The Key to Getting More Writing Done
Busy writers always want to know the key to getting more writing done in less time. They don't have time to waste, so they have to make the most of it. But often that's hard to do. Especially when they've got a million other things going on. Despite all of our challenges and struggles and distractions, there's one thing we need to remember if we want to get more writing done: stop letting irrelevant things take up space in your head.
There's a good reason for this. While it may seem that dwelling and coming up with witty remarks you wish you had said earlier can be rewarding, it actually hurts you. Not just in the long-term, but in the short-term as well. Any time spent dwelling on something that doesn't help you move forward is a poor use of your time.
We hear your complaints about not having time to write, but we also know, at least some of the time, you're spending that time you could be writing on useless clutter in your head.
As writers, we must make the most of our time. Most of us work full-time jobs to make ends meet or to support particular lifestyles. We don't have time to waste.
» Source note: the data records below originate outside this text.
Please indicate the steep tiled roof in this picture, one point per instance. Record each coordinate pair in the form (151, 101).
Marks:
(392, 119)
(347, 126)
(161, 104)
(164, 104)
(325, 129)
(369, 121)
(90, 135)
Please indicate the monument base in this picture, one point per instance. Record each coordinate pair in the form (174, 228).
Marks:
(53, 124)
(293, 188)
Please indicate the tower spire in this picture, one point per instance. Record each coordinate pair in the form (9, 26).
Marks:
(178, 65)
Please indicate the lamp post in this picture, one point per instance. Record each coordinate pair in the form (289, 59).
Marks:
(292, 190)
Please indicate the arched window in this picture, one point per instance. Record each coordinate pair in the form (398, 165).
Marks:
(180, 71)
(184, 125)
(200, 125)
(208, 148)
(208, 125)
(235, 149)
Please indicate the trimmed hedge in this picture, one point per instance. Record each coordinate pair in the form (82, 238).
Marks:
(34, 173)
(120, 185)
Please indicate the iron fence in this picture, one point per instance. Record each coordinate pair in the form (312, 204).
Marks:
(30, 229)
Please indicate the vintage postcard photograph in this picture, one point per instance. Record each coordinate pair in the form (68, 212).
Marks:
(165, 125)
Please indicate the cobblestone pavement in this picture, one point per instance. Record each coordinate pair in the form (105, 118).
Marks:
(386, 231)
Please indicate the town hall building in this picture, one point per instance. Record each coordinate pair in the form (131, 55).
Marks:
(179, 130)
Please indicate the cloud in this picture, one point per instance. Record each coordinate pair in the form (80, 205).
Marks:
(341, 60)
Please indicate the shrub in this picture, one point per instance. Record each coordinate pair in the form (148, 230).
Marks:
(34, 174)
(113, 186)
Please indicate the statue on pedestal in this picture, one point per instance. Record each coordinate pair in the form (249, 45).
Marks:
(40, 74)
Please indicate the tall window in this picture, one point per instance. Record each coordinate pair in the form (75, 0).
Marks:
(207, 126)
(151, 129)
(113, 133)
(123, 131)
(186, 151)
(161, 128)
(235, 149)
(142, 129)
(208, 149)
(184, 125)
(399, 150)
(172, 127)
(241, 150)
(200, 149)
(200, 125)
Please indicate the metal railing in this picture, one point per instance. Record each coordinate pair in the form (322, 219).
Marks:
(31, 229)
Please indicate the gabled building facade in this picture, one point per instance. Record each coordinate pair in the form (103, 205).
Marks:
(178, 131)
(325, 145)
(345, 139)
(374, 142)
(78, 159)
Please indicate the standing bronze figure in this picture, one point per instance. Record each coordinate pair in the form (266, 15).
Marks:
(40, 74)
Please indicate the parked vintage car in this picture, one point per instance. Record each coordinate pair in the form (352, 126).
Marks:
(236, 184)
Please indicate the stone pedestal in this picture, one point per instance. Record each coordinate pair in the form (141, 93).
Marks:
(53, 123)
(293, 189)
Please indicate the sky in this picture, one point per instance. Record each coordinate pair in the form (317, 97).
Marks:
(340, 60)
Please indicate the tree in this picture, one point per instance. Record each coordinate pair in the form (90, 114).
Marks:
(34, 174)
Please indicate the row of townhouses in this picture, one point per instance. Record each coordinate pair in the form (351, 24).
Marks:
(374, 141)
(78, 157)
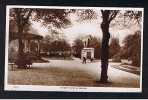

I have a temporary job of taking care of 500 chickens. That wasn't part of my plans, but that's what I have to do. That means I have 3-4 hours less than most writers have. And, of course, that's 7 days a week, not just 5. So, that leaves me with very little time to work on my personal writing goals. But I know that if I don't do everything I can to make time for writing and to get my writing done, I'll never be happy. My happiness depends on progress toward my personal writing goals.
Even when we're swamped, we still need to make time for writing. We need to make it a priority. It's easy to push things aside when we're busy or when we lack the energy to do anything other than sit on the couch and watch TV.
But where has that gotten us?
I've also talked about taking our writing seriously. If we don't, no one else will either. Friends and family will interfere, and we'll push our writing aside to go out for lunch or do housework.
If you're serious about writing, you need to treat it like a job. Schedule your writing time. Make it a priority.
Another thing you must do is make better use of your time. When you finally sit down to write, do you find yourself struggling to get words on the page? Do you look around your desk or your room and find ways to procrastinate? The desk needs to be cleared off, papers from four months ago need to be filed, the books you looked at last month need to be shelved. The list could go on and on.
You need to focus. Sure, it takes time to develop the habit, but get in the habit of avoiding everything other than writing during your designated writing time.
You might also need to learn to accept your current situation and to work around it to get your writing done. That's not to say that you can't change your situation–you certainly can. You just need to work toward changing it. In the meantime, learn how much writing you can handle and accept that for now. The important thing is to progress toward your writing goals, no matter how slowly.
Is there a time when you're most productive? Can you write during that time?
Once we figure out how we work best, we can start making the most of our time to get more writing done. I know it takes time to figure these things out, but it will benefit you in the long run. Develop a habit for writing, take it seriously, and let nothing stand in your way to writing success!